What's more, Senate Majority Leader Mitch McConnell (R-Ky.) and his partners are likely to keep their foot on the gas: faced with the possibility of a Democratic wave, Republican leaders intend to keep the focus on confirming more far-right judicial nominees, in case the GOP loses its majority.

For much of the country, that's not good news. Slate's Mark Joseph Stern had a striking piece yesterday on what we're already seeing from some of Trump's judges, including the 5th Circuit's James Ho, who recently sided against a local limit on campaign contributions. In his dissent, Ho wrote that while "many Americans of good faith bemoan the amount of money spent on campaign contributions and political speech," he believes "if you don't like big money in politics, then you should oppose big government in our lives."

This wasn't an op-ed from a conservative pundit; it was a judicial ruling from a federal appellate bench. From the Slate  piece:

Ho's conception of campaign finance is transactional: He believes rich people may need to buy elections to protect themselves from regulations promulgated through the people's representatives. While the Supreme Court describes campaign contributions as "participation in the democratic process," Ho sees them as fundamentally anti-democratic—a tool the wealthy can deploy to buy off regulators. And if you don't like sky-high political spending, Ho suggests, you should support deregulation, so powerful people and corporations don't have to go through the trouble of purchasing elections in the first place.This reasoning is drawn not from Supreme Court precedent or the Constitution, but rather Ho's own views about the evil of regulations. When Ho does cite precedent, he uses it capriciously. To bolster his claim about the modern government being "unrecognizable to our Founders," he cited the first Obamacare case, in which Chief Justice John Roberts voted to uphold the law. Ho seemed to ding Roberts for this move -- a strange and irrelevant point to shoehorn into his ruling.

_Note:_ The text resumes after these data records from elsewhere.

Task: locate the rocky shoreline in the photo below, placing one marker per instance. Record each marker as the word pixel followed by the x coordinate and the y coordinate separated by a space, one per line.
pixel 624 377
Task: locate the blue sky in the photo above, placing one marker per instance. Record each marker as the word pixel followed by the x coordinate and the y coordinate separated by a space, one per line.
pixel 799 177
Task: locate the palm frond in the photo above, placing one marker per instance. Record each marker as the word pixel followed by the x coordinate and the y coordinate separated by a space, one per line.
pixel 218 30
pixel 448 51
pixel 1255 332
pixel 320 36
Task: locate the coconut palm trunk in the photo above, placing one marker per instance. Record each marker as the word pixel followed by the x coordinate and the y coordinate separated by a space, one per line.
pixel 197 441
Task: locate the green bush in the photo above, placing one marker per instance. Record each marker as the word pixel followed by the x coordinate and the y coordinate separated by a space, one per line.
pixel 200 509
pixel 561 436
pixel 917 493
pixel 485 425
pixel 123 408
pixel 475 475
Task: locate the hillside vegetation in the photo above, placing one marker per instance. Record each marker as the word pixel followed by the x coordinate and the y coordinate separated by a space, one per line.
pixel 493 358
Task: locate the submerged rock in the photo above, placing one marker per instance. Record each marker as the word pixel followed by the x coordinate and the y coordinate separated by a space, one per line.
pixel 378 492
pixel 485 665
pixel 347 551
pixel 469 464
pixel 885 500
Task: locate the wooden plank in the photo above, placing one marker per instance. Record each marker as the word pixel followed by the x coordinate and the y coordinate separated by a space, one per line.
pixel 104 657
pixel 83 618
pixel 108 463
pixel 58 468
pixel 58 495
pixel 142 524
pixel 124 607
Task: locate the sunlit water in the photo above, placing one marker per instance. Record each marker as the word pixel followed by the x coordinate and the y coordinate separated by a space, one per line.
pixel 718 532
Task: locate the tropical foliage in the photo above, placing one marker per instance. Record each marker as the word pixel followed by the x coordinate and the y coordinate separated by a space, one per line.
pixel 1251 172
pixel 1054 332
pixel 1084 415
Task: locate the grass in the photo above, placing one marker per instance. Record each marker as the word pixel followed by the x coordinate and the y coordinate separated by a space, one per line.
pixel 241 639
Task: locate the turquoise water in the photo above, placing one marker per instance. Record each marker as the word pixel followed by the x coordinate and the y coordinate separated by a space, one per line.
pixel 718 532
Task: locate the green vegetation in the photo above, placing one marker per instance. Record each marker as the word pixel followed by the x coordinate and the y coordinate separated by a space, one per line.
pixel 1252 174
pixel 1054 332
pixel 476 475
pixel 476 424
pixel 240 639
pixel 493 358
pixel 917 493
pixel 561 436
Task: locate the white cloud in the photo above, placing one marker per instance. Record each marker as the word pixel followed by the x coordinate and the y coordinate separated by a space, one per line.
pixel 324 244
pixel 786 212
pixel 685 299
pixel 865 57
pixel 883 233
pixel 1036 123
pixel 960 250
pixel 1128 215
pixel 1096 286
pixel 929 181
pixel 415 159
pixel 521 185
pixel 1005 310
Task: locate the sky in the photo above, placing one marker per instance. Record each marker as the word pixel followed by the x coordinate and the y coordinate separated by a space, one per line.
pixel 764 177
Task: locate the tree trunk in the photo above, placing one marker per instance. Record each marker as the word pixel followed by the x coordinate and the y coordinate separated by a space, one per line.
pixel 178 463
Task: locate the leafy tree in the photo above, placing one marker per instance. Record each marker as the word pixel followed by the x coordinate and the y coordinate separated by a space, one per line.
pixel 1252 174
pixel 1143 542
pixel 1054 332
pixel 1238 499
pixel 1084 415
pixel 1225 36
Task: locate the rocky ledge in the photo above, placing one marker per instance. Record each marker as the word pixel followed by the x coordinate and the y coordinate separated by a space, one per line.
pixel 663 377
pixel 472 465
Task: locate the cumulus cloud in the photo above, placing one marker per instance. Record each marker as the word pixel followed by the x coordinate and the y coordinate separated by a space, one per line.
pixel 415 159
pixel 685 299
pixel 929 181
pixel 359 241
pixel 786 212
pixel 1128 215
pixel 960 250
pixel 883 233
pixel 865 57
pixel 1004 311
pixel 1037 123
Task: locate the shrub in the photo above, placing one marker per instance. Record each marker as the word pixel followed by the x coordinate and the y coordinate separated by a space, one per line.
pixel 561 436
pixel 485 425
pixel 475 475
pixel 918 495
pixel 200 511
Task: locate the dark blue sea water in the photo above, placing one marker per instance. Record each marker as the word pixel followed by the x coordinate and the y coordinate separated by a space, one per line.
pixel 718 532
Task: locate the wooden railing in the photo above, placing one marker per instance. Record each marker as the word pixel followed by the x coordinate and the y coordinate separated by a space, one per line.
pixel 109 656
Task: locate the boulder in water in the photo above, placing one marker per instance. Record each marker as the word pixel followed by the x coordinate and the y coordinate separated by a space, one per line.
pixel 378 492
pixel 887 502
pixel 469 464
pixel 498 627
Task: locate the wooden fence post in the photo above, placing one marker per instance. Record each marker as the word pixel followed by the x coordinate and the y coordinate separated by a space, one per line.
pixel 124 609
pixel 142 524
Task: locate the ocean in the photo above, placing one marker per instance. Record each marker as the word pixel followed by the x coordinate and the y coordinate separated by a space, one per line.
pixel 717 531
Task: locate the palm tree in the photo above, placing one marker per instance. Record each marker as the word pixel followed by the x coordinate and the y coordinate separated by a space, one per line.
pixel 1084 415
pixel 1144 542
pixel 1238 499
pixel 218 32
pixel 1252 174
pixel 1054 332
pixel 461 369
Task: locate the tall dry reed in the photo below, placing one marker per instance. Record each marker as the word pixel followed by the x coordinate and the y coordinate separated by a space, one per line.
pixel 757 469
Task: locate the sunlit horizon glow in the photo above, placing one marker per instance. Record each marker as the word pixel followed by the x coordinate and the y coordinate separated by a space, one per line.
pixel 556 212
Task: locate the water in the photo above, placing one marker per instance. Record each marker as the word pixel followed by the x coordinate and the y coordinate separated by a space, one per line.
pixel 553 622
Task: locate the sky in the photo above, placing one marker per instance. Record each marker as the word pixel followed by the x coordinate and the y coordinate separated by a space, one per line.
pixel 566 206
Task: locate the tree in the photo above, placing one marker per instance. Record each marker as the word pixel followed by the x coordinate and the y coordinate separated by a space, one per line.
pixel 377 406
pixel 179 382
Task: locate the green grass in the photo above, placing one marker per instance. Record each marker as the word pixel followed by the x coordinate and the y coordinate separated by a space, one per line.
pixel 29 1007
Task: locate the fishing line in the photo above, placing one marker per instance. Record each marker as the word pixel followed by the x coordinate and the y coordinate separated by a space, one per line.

Note, Ho is only 45 years old. Mark Joseph Stern added, "[O]ther Trump judicial nominees are in their 30s. These men and women (but mostly men) will be subjecting us to gratuitous screeds for much of the rest of our lives."

I'm sympathetic to the argument that Trump and his allied Congress have fallen far short of many of their legislative goals, but they also set out to change the face of American courts, and on this score, Republicans are winning.

The president recently bragged that he and his party are "filling up the courts" with conservatives. He added, "I think it's going to be one of the most important things, if not the most important thing, that we're doing."

It was a rare instance in which Trump was largely correct.